Changes in medication access
Using the new risk calculator, 67.5 million people would be advised to start taking statins, a decrease from 81.8 million under the 2013 guidelines. The most significant changes would affect men, adults in their 50s and 60s, and Black individuals. Although the PREVENT calculator can estimate risks for younger patients (ages 30-79) compared to the previous tool calibrated for ages 40-79, very few individuals aged 30-39 would qualify for treatment. The researchers do suggest, however, that using the new calculator for this younger demographic could provide insights for better long-term monitoring and prevention.
Additionally, the analysis found that the reduced reliance on cholesterol-lowering statins could prevent nearly 57,000 new cases of diabetes, as statins have been associated with an increased diabetes risk.
For blood pressure medications, 72.7 million adults would be eligible under the new risk formula, decreasing from 75.3 million with the previous calculator.
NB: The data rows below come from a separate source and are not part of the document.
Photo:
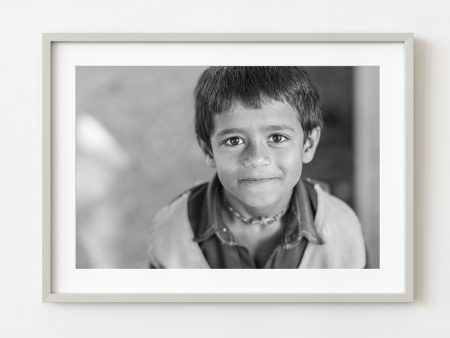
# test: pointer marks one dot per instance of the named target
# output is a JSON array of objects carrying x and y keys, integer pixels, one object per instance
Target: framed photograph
[{"x": 227, "y": 167}]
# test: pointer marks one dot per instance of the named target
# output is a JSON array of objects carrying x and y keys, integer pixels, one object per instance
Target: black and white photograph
[{"x": 227, "y": 167}]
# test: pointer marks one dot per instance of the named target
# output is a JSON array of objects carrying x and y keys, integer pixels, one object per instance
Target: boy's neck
[{"x": 253, "y": 212}]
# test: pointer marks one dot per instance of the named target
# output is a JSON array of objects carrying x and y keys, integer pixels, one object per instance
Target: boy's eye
[
  {"x": 276, "y": 138},
  {"x": 234, "y": 141}
]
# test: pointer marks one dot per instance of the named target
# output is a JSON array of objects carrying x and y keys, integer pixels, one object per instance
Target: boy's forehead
[{"x": 273, "y": 112}]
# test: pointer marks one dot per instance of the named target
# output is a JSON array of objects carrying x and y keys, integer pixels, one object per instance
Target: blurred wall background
[{"x": 136, "y": 150}]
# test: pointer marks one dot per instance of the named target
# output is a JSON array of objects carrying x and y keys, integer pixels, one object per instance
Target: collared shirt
[{"x": 219, "y": 246}]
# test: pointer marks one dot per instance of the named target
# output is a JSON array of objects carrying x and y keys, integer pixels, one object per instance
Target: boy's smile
[{"x": 258, "y": 155}]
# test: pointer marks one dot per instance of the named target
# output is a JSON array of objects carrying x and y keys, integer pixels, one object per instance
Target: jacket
[{"x": 172, "y": 245}]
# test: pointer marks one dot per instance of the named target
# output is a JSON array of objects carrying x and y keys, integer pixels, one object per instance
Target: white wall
[{"x": 22, "y": 313}]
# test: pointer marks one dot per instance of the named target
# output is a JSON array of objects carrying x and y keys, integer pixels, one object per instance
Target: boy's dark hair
[{"x": 220, "y": 87}]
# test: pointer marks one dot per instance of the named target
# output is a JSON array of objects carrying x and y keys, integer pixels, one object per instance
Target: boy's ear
[
  {"x": 210, "y": 162},
  {"x": 310, "y": 145}
]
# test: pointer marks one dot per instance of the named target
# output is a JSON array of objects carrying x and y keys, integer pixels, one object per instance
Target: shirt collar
[{"x": 299, "y": 218}]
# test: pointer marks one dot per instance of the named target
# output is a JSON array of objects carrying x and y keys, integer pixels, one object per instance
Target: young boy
[{"x": 256, "y": 127}]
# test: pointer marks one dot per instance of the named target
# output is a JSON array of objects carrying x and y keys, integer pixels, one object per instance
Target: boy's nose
[{"x": 256, "y": 157}]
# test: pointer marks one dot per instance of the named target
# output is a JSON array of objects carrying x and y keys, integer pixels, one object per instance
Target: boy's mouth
[{"x": 257, "y": 180}]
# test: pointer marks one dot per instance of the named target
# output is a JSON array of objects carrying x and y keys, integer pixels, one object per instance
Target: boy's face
[{"x": 258, "y": 153}]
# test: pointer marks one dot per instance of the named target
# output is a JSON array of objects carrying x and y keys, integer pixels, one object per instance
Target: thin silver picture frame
[{"x": 49, "y": 294}]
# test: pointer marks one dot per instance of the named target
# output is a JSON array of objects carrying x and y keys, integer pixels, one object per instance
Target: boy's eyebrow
[
  {"x": 229, "y": 131},
  {"x": 268, "y": 128},
  {"x": 280, "y": 127}
]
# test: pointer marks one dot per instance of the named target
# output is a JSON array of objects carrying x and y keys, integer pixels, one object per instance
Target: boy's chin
[{"x": 260, "y": 202}]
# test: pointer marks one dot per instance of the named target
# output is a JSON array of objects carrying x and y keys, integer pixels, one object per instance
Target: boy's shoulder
[
  {"x": 171, "y": 233},
  {"x": 341, "y": 231}
]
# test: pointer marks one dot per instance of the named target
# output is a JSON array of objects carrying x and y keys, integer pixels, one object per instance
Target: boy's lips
[{"x": 257, "y": 180}]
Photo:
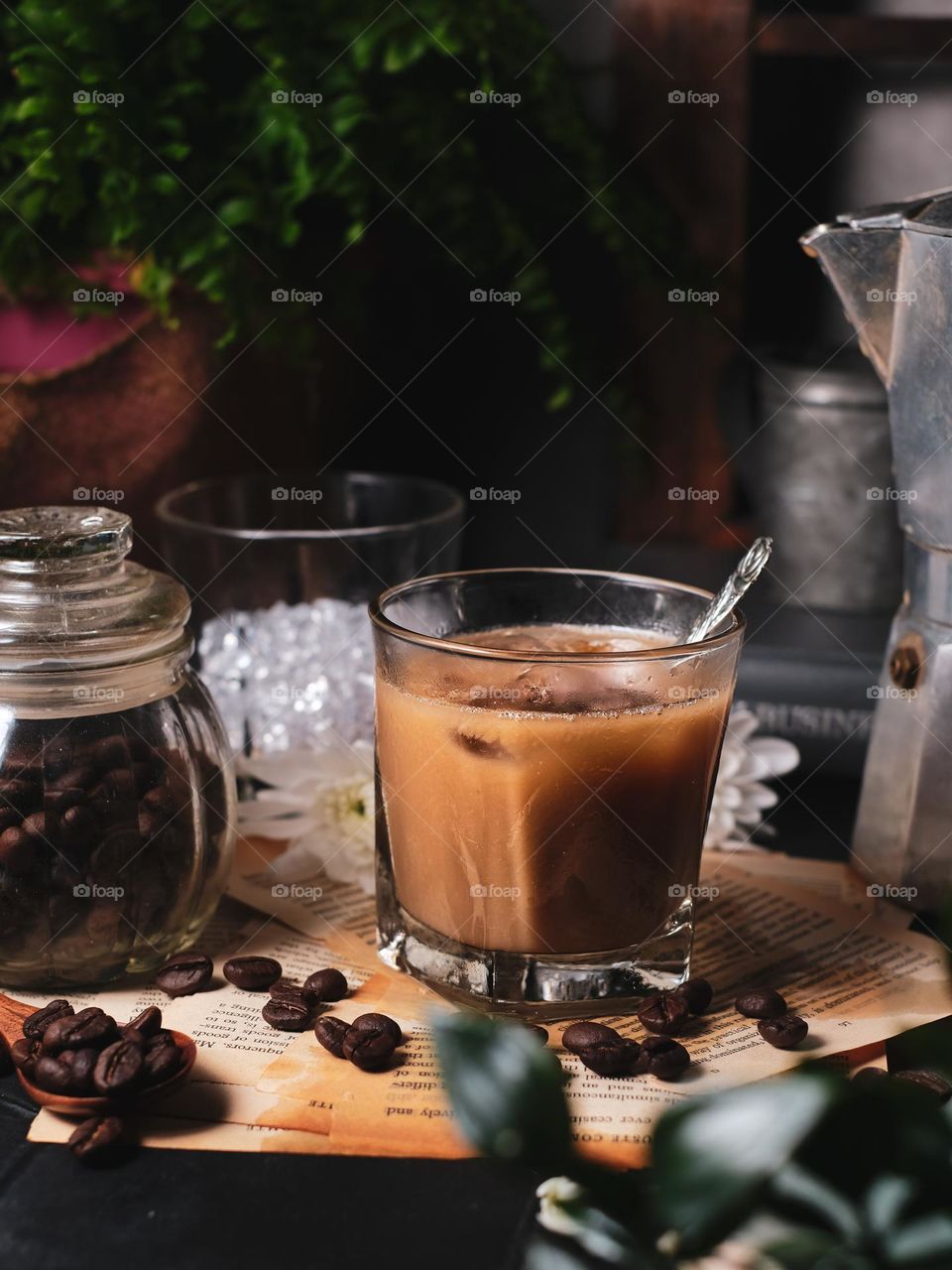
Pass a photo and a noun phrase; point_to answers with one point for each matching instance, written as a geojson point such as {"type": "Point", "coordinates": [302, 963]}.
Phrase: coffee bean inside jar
{"type": "Point", "coordinates": [114, 795]}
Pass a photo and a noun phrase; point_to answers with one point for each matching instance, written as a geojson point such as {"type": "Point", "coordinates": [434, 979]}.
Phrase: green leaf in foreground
{"type": "Point", "coordinates": [715, 1156]}
{"type": "Point", "coordinates": [506, 1089]}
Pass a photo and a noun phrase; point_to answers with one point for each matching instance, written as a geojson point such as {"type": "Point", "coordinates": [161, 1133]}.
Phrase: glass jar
{"type": "Point", "coordinates": [116, 798]}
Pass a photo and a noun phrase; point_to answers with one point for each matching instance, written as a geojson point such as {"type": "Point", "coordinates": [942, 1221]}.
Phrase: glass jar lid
{"type": "Point", "coordinates": [68, 597]}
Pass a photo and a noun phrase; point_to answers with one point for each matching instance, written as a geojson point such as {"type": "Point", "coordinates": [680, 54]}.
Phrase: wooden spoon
{"type": "Point", "coordinates": [12, 1015]}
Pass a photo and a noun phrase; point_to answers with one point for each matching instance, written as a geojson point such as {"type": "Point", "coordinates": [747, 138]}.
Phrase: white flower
{"type": "Point", "coordinates": [320, 801]}
{"type": "Point", "coordinates": [556, 1197]}
{"type": "Point", "coordinates": [740, 797]}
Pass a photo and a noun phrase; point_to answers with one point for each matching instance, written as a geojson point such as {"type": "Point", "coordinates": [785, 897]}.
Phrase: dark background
{"type": "Point", "coordinates": [791, 143]}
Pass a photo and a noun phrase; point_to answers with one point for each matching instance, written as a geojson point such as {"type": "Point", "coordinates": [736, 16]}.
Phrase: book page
{"type": "Point", "coordinates": [331, 911]}
{"type": "Point", "coordinates": [167, 1132]}
{"type": "Point", "coordinates": [235, 1044]}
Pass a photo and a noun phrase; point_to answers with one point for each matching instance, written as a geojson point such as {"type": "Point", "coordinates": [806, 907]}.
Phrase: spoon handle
{"type": "Point", "coordinates": [740, 580]}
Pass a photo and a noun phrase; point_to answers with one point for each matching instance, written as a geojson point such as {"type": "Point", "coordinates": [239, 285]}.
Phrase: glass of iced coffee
{"type": "Point", "coordinates": [546, 752]}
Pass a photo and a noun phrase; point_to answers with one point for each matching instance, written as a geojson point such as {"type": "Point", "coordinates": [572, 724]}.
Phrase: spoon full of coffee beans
{"type": "Point", "coordinates": [85, 1064]}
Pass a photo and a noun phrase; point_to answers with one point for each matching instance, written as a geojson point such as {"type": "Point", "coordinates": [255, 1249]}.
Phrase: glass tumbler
{"type": "Point", "coordinates": [546, 754]}
{"type": "Point", "coordinates": [281, 568]}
The majority of the changes would take place among men aged 50 to 69, with 2 percent of Black adults becoming ineligible for blood pressure treatment compared to 1.4 percent of white adults.
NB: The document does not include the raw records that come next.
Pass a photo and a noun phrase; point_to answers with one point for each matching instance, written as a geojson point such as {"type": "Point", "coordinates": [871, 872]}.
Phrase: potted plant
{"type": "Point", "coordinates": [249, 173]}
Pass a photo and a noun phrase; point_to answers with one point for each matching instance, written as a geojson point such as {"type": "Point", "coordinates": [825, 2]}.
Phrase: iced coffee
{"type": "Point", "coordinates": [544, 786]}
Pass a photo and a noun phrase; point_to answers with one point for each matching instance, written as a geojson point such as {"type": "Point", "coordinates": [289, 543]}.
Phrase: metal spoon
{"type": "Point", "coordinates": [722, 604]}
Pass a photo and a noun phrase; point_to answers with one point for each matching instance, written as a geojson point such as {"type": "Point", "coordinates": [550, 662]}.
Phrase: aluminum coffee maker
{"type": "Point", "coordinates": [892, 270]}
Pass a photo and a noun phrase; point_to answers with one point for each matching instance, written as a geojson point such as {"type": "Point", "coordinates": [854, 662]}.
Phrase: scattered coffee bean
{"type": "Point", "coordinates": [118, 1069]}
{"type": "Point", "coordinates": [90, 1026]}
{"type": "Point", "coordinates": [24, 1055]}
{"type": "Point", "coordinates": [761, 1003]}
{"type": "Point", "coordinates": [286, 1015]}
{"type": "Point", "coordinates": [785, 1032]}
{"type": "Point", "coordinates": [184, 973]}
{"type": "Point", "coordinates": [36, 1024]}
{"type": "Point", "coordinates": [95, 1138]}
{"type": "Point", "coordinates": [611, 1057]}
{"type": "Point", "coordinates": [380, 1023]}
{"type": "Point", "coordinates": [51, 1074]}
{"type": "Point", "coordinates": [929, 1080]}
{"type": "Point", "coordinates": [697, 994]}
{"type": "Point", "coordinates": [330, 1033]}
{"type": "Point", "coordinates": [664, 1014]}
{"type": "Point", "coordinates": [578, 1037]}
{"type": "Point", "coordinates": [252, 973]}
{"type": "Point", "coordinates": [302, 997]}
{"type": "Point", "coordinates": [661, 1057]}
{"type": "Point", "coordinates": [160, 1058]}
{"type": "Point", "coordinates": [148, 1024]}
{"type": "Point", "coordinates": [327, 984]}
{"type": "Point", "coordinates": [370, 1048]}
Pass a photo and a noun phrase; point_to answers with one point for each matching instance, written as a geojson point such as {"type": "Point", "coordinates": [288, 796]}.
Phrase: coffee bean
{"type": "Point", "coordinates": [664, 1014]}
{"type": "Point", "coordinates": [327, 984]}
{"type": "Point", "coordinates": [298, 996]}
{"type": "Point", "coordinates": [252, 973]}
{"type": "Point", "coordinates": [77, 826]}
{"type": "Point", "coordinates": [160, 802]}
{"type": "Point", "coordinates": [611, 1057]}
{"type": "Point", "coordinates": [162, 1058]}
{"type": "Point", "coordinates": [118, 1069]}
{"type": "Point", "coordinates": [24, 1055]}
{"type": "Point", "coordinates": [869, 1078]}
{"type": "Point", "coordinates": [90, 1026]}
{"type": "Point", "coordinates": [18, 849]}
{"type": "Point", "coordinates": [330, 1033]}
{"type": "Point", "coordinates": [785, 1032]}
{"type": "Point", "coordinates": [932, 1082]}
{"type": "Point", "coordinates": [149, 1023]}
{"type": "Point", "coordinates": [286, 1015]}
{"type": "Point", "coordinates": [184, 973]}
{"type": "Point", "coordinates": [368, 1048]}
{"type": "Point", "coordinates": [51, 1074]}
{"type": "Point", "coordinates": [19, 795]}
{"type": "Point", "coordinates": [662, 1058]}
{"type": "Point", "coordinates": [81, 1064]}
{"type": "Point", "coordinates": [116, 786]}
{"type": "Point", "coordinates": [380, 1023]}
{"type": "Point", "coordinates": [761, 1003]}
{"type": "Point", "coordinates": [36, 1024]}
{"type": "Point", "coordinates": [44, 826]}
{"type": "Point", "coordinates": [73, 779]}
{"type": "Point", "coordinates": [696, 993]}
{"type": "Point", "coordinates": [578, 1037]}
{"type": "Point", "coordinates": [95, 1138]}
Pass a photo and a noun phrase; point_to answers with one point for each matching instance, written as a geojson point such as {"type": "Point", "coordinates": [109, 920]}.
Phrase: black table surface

Overall, the new risk calculator would lead to 15.8 million individuals newly ineligible for statins and hypertension treatments, the analysis revealed.
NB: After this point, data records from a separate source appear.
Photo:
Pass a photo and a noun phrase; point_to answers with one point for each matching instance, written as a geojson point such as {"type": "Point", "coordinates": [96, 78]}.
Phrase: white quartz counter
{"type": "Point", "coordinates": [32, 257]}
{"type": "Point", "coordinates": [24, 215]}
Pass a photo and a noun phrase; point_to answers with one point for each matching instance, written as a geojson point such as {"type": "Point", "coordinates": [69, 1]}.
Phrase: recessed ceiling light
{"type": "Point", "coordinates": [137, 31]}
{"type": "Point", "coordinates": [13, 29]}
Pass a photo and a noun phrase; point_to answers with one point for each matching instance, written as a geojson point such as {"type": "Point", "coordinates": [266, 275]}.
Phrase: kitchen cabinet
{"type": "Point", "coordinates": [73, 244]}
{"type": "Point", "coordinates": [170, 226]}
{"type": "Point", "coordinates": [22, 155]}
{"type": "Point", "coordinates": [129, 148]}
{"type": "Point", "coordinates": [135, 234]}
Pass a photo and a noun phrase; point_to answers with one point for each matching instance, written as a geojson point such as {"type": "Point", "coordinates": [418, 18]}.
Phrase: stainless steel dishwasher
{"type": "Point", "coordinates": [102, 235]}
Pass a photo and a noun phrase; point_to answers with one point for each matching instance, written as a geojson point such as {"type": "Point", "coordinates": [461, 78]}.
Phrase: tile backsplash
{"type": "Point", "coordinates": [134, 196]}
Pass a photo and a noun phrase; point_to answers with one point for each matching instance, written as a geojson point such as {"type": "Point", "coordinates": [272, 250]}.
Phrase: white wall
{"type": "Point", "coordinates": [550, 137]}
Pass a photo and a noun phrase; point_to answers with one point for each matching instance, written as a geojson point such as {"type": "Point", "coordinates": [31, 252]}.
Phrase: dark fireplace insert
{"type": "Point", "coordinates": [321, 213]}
Increased risk of heart attacks and strokes
To assess the potential rise in heart attacks and strokes resulting from these changes, the researchers estimated the risk reduction that would be lost due to the lack of preventive treatment among those newly ineligible. Essentially, they gauged the number of heart attacks and strokes that would no longer be prevented if treatment were discontinued.
The authors project that this decrease in medication eligibility could lead to 107,000 more heart attacks or strokes over the next decade.
Additionally, the exclusion of race from the revised calculator impacts Black Americans by assigning them a lower risk profile compared to the earlier tool that considered race as a factor. However, the analysis did not predict a significant increase in heart attacks and strokes among newly ineligible Black Americans compared to their white counterparts. This unexpected outcome likely results from pre-existing inequalities in access to preventive cardiovascular care. The researchers highlight that since many Black individuals do not receive the preventive advantages of statins and blood pressure medications initially, the loss of eligibility will not drive an increase in cardiovascular events.
“We initially assumed that if Black individuals became disproportionately ineligible for statins, they would experience a proportional rise in heart attacks and strokes, but our findings contradicted this assumption,” Diao remarked. “This likely arises from the fact that fewer Black Americans have access to these medications and recommended care, to begin with. It’s an example where two wrongs don’t make a right.”
Making treatment decisions
While the significance of risk thresholds is clear at a population level, their implications on individual care decisions must also be acknowledged, the researchers emphasize. At the individual level, treatment choices should extend beyond a risk calculator, as no assessment can completely encapsulate every patient’s unique risk profile.
The researchers stress that individualized risk evaluations and treatment decisions should involve more than just inputting data into a calculator. While calculating a patient’s risk is an essential first step, it is crucial to refine that risk based on further information from the patient, such as family history, lifestyle, and other health conditions that could contribute to cardiovascular issues but may not be covered in the calculator. It is equally important for doctors to understand the patient’s preferences regarding risk tolerance versus possible treatment side effects.
“The nuanced decision-making necessary in a physician’s office means that after thorough discussions, two patients with identical risk evaluations might end up following different treatment plans,” Manrai noted. “And that is beneficial.”